Le chasseur de fake news, c’est lui
Le sous-traitant mandaté par Facebook reconnaît que la tâche est considérable
Les fausses nouvelles sur Facebook n’ont pas fini de se propager au Québec : notre Bureau d’enquête a découvert qu’à travers le Canada, une seule personne est mandatée par le populaire réseau social pour les débusquer.
Facebook, de loin le réseau social le plus populaire au monde avec ses 2,2 milliards d’utilisateurs, affirme compter sur un réseau international d’agences de vérification de faits pour contrer les fausses nouvelles, ou fake news. Ce réseau compterait à l’heure actuelle 51 partenaires basés dans 29 pays, dont huit aux États-unis, quatre en Indonésie et trois en France.
Le géant américain a annoncé en juin qu’il étendait au Canada ce programme de vérification des faits. Il a mandaté l’agence France Presse (AFP) pour accomplir cette tâche au pays.
PRIORITÉ À L’INTERNATIONAL
Depuis trois mois, la désinformation sur Facebook au Canada est donc sous la loupe de Louis Baudoin-laarman, un reporter bilingue de L’AFP basé à Montréal.
Celui-ci ne priorise pas nécessairement les nouvelles québécoises, ni même canadiennes, précise le directeur du bureau de L’AFP à Montréal, Éric Thomas.
« On couvre l’actualité pour un public international et pour le fact checking, c’est un peu pareil. Il faut que ça parle aux gens qui vont aussi nous lire en Afrique », souligne-t-il.
JUSQU’À 1500 PAR JOUR
En entrevue, M. Baudoin-laarman explique avoir accès à la base de données Facebook de toutes les présumées fausses nouvelles signalées par le public canadien, soit entre 400 et 1500 articles par jour. Il doit d’abord en faire le tri, ce qui représente déjà une tâche considérable.
« ll y en a beaucoup qui ne sont pas des fake news, mais juste des signalements de la part de gens qui n’approuvent pas des opinions contenues dans des articles », raconte-t-il.
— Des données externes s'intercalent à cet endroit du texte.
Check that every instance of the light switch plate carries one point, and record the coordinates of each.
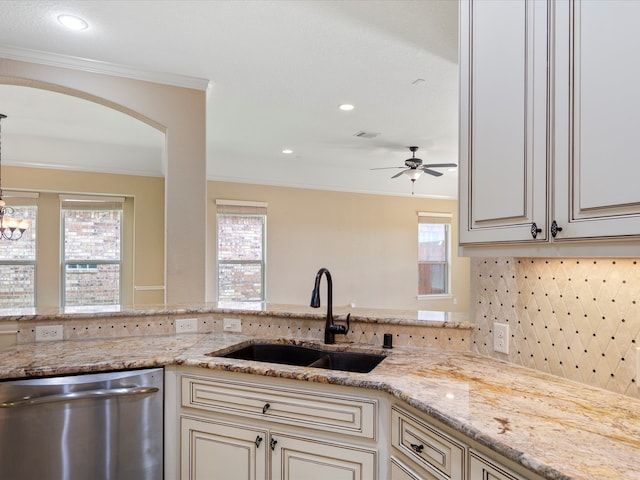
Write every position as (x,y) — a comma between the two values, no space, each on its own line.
(501,337)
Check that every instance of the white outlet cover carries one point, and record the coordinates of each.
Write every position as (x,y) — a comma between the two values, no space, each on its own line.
(232,325)
(49,333)
(638,367)
(187,325)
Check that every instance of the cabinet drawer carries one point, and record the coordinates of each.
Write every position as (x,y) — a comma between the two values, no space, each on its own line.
(400,471)
(483,468)
(439,454)
(274,403)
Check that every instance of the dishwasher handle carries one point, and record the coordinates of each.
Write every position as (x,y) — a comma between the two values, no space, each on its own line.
(69,396)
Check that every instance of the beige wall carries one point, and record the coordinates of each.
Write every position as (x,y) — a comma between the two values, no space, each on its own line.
(180,114)
(144,245)
(368,242)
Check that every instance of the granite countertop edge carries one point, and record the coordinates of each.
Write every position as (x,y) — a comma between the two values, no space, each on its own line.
(426,318)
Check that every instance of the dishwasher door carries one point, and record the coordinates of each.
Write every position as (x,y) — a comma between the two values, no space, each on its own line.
(103,426)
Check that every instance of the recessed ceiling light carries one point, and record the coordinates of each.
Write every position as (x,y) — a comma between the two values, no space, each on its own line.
(72,22)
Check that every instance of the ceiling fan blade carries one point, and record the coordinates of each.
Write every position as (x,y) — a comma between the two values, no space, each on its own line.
(400,173)
(440,165)
(431,172)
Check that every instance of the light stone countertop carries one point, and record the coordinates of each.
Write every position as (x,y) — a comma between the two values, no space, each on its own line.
(360,314)
(554,427)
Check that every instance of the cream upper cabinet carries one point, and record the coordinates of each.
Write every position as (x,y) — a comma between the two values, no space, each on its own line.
(597,100)
(548,127)
(503,121)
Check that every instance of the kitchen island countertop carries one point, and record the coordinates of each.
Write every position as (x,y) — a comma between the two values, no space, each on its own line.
(554,427)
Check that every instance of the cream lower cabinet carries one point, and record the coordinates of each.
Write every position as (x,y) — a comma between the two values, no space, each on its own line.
(299,458)
(238,428)
(484,468)
(421,450)
(436,455)
(216,450)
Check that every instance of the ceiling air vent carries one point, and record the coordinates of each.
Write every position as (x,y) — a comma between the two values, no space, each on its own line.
(362,134)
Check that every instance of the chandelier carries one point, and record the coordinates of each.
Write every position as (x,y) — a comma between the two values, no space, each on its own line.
(11,228)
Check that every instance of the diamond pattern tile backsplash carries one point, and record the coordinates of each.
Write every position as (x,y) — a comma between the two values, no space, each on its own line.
(575,318)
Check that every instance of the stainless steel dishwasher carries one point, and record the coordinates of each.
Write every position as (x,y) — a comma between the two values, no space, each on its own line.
(95,426)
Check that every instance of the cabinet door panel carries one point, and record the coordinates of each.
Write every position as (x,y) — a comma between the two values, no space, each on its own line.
(597,100)
(297,458)
(483,468)
(217,451)
(503,129)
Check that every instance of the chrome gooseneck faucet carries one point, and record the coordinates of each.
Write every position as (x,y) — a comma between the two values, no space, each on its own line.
(330,329)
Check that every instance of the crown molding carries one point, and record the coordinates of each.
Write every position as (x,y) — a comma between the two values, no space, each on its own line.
(105,68)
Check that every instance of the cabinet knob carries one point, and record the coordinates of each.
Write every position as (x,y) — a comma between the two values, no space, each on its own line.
(417,448)
(535,230)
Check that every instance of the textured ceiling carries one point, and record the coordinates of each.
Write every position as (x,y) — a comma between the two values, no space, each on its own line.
(278,71)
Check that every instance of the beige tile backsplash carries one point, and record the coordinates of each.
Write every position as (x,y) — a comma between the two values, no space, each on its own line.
(575,318)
Après ce premier tamisage, le journaliste puise dans le bassin de « vraies fausses nouvelles » celles qu’il souhaite déboulonner. Seules celles susceptibles d’avoir une grande portée sont ainsi neutralisées.
Si un internaute décide malgré tout de partager ces fausses nouvelles sur Facebook, les corrections de L’AFP apparaissent à l’écran en guise d’avertissement. Les contenus pris en faute ne sont donc pas systématiquement effacés, sauf si leurs auteurs en prennent l’initiative.
D’ailleurs, L’AFP tient un blogue bilingue où l’on peut consulter toutes les fausses nouvelles mises à jour. On n’y retrouve que quelques exemples canadiens (surtout en anglais) depuis décembre dernier.
Le journaliste canadien souvent crédité comme étant l’inventeur de l’expression « fake news », Craig Silverman, déplore le fait que ce mandat ait été confié à un organisme étranger.
« Ce n’est pas une source que le Canadien moyen lit beaucoup, donc il serait impératif que les grands médias d’ici commencent à penser à tout ça. »
PAS SUFFISANT
Le président de la Fédération professionnelle des journalistes du Québec abonde dans le même sens.
« L’AFP est une organisation extrêmement crédible, mais une personne, ce n’est clairement pas suffisant », estime Stéphane Giroux.
Ce dernier ajoute que les fausses nouvelles deviennent plus nombreuses et plus difficiles à identifier.